Casar-Borota Olivera, Øystese Kristin Astrid Berland, Sundström Magnus, Melchior Linea, Popovic Vera
Department of Immunology, Genetics and Pathology, Uppsala University, Rudbeck Laboratory, Dag Hammarskjölds väg 20, 751 85, Uppsala, Sweden.
Department of Clinical Pathology and Cytology, Uppsala University Hospital, Rudbeck Laboratory, Dag Hammarskjölds väg 20, 751 85, Uppsala, Sweden.
Pituitary. 2016 Aug;19(4):407-14. doi: 10.1007/s11102-016-0720-7.
Inactivating mutations of isocitrate dehydrogenase (IDH) 1 and 2, mitochondrial enzymes participating in the Krebs tricarboxylic acid cycle play a role in the tumorigenesis of gliomas and also less frequently in acute myeloid leukemia and other malignancies. Inhibitors of mutant IDH1 and IDH2 may potentially be effective in the treatment of the IDH mutation driven tumors. Mutations in the succinate dehydrogenase, the other enzyme complex participating in the Krebs cycle and electron transfer of oxidative phosphorylation occur in the paragangliomas, gastrointestinal stromal tumors, and occasionally in the pituitary adenomas. We aimed to determine whether the IDH1(R132H) mutation, the most frequent IDH mutation in human malignancies, occurs in pituitary adenomas.
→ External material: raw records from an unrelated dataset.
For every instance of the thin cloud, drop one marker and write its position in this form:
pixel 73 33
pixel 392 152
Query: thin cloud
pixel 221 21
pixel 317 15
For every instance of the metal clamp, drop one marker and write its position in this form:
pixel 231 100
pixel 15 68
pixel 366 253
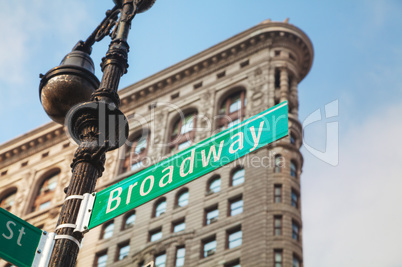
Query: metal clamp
pixel 73 197
pixel 44 250
pixel 66 225
pixel 85 212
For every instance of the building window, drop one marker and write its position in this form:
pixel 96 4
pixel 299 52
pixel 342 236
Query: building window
pixel 211 215
pixel 182 198
pixel 277 79
pixel 155 235
pixel 180 254
pixel 160 207
pixel 8 201
pixel 292 138
pixel 107 230
pixel 46 192
pixel 278 225
pixel 234 238
pixel 278 258
pixel 178 226
pixel 160 260
pixel 238 177
pixel 293 169
pixel 232 110
pixel 296 261
pixel 124 249
pixel 183 132
pixel 208 247
pixel 278 193
pixel 236 206
pixel 295 199
pixel 101 259
pixel 278 164
pixel 235 263
pixel 129 220
pixel 214 185
pixel 136 153
pixel 295 231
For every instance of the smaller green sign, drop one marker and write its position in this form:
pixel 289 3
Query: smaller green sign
pixel 18 239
We performed immunohistochemical analysis by using a monoclonal anti-IDH1(R132H) antibody on the tissue microarrays containing specimens from the pituitary adenomas of different hormonal types from 246 patients. In positive samples, the status of the IDH1 gene was further examined by molecular genetic analyses.
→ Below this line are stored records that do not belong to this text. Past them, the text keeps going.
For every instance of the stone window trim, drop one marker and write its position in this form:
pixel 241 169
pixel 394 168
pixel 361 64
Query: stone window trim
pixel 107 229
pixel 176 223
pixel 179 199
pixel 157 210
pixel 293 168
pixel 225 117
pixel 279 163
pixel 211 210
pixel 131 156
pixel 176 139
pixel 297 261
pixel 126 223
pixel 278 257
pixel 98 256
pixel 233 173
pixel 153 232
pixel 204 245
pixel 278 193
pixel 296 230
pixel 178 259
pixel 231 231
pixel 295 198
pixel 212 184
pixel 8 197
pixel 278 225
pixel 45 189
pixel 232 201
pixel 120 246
In all but one patient, there was no expression of mutated IDH1(R132H) protein in the tumor cells by immunohistochemistry. Only one patient with a recurring clinically non-functioning gonadotroph adenoma demonstrated IDH1(R132H)-immunostaining in both the primary tumor and the recurrence. However, no mutation in the IDH1 gene was detected using different molecular genetic analyses.
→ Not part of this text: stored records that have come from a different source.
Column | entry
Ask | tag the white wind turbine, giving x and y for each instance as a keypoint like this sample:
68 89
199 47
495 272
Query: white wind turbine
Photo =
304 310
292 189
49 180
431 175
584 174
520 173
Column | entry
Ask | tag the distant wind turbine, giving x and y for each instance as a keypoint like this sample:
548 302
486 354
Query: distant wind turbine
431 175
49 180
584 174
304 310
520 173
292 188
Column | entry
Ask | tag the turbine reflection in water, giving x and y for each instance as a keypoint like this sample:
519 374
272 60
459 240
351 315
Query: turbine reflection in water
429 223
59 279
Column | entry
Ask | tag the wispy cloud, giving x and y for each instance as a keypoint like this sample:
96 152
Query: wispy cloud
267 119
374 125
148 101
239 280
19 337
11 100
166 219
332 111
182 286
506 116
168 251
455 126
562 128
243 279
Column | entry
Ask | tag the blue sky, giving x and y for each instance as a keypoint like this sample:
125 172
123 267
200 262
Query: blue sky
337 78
IDH1(R132H) mutation occurs only exceptionally in pituitary adenomas and does not play a role in their pathogenesis. Patients with pituitary adenomas do not seem to be candidates for treatment with the inhibitors of mutant IDH1.
异柠檬酸脱氢酶(IDH)1和2是参与三羧酸循环的线粒体酶,其失活突变在胶质瘤的肿瘤发生中起作用,在急性髓系白血病和其他恶性肿瘤中出现的频率较低。突变型IDH1和IDH2的抑制剂可能对治疗IDH突变驱动的肿瘤有效。琥珀酸脱氢酶是参与三羧酸循环和氧化磷酸化电子传递的另一种酶复合物,其突变发生在副神经节瘤、胃肠道间质瘤中,偶尔也出现在垂体腺瘤中。我们旨在确定人类恶性肿瘤中最常见的IDH突变即IDH1(R132H)突变是否存在于垂体腺瘤中。
我们使用单克隆抗IDH1(R132H)抗体对包含246例不同激素类型垂体腺瘤标本的组织芯片进行免疫组化分析。在阳性样本中,通过分子遗传学分析进一步检测IDH1基因的状态。
除1例患者外,免疫组化显示肿瘤细胞中均无突变型IDH1(R132H)蛋白表达。仅1例复发性临床无功能促性腺激素瘤患者在原发性肿瘤和复发病灶中均表现出IDH1(R132H)免疫染色。然而,使用不同的分子遗传学分析未检测到IDH1基因的突变。
IDH1(R132H)突变仅在垂体腺瘤中罕见发生,且在其发病机制中不起作用。垂体腺瘤患者似乎不是突变型IDH1抑制剂治疗的候选对象。